If you think you may have an STI, get tested and abstain from having any type of sex until you know for sure. Getting tested is some type of fluid or urine test, or potentially blood.
If you test positive for an STI(s), your provider will most likely provide an antibiotic for you to take. During this treatment and for seven days after finishing, you should abstain from any type of sexual intercourse. For herpes and HIV, viral infections, there is technically no cure. However, you will be prescribed certain antiviral drugs to keep your viral count low. This reduces the likelihood that you can transmit the disease, although there will always be some level of virus in your body. It is completely possible to have a healthy an enjoyable sex life as someone with such infections when managed properly!
It is uncomfortable, but if you test positive for an STI you should inform all of your recent sexual partners. It’s the decent thing to do, so they can proceed getting tested and potentially treated.
How do I prevent getting and transmitting an STI?
STI prevention is very important to take into account when sexually active, just like birth control. When having sex, STIs are manageable through utilizing barrier methods, such as condoms. These create a physical barrier between you and your partner(s). You and/or your partner(s) have to wear them every time you engage in intercourse. This includes vaginal, oral, and anal sex. Another type of barrier method that is used to prevent STI transmission during oral sex is called a dental dam (see this CDC page for more information), which simple goes between the entrance of the vagina or anus during oral sex, like an external condom and penis.

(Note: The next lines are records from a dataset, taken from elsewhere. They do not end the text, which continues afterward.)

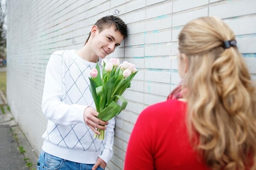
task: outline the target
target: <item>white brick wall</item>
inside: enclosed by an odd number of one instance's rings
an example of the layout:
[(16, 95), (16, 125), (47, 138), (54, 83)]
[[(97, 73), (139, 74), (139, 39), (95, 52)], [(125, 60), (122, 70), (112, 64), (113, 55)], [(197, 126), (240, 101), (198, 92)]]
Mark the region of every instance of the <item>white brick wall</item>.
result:
[(128, 26), (128, 37), (110, 57), (133, 62), (140, 70), (124, 94), (127, 107), (116, 118), (114, 155), (108, 169), (123, 168), (140, 112), (166, 100), (179, 82), (177, 36), (187, 22), (207, 15), (223, 19), (234, 31), (256, 79), (254, 0), (9, 0), (7, 4), (8, 104), (38, 153), (47, 123), (41, 105), (50, 55), (81, 48), (91, 26), (103, 16), (117, 14)]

However, if you and your partner(s) have both gotten tested for all STIs (and are either exclusive or consistently having protected sex with other people), then it is safer to have unprotected sex without the risk of passing on an STI (but still use birth control if you do not want to get pregnant!)
Getting tested is very important because some STIs can be asymptomatic, so someone may think it is fine to have unprotected sex when they are actually contagious. When requesting an STI test from your physician, be sure to ask for it to be as comprehensive as possible. Urine tests or swabs do not cover all possible STIs. This is also why it is highly recommended to use a condom or another type of barrier method in a random/casual hookup even if you are already using birth control.
During sexual intercourse of any kind, it is important to use barrier methods in order to minimize transmission. Barrier methods can both prevent pregnancy and the transmission of STIs when used properly. Refer to the barrier method section in the Birth Control page for more information on external and internal condoms.
Individuals that are sexually active are recommended to get STI tested somewhat regularly, about once a year, even if they are in an exclusive relationship where everyone has already been screened and are continuously asymptomatic. Certain groups of people are more at-risk for getting an STI than others, and may need to get tested more often. The CDC recommends that everyone gets tested for HIV at least once in their young adult life, individuals who identify as women should get tested for chlamydia and gonorrhea once a year, and that sexually active gay and bisexual men should get tested for chlamydia, gonorrhea, HIV, and syphilis 1-2 times a year.
To prevent getting HPV, get the HPV vaccine! The HPV vaccine is offer to individuals starting at around 11-12 years of age. If you don't know if you are vaccinated, talk with your parent(s) or guardian(s) or your current physician to see if they have a record. If you did not get the HPV vaccine as a preteen you can still get vaccinated. If you already have HPV, the vaccine will not get rid of the infection; however, it will protect you against other strains. If you have a cervix, make sure to get a papsmear (also called a pap test) starting at 21 years of age.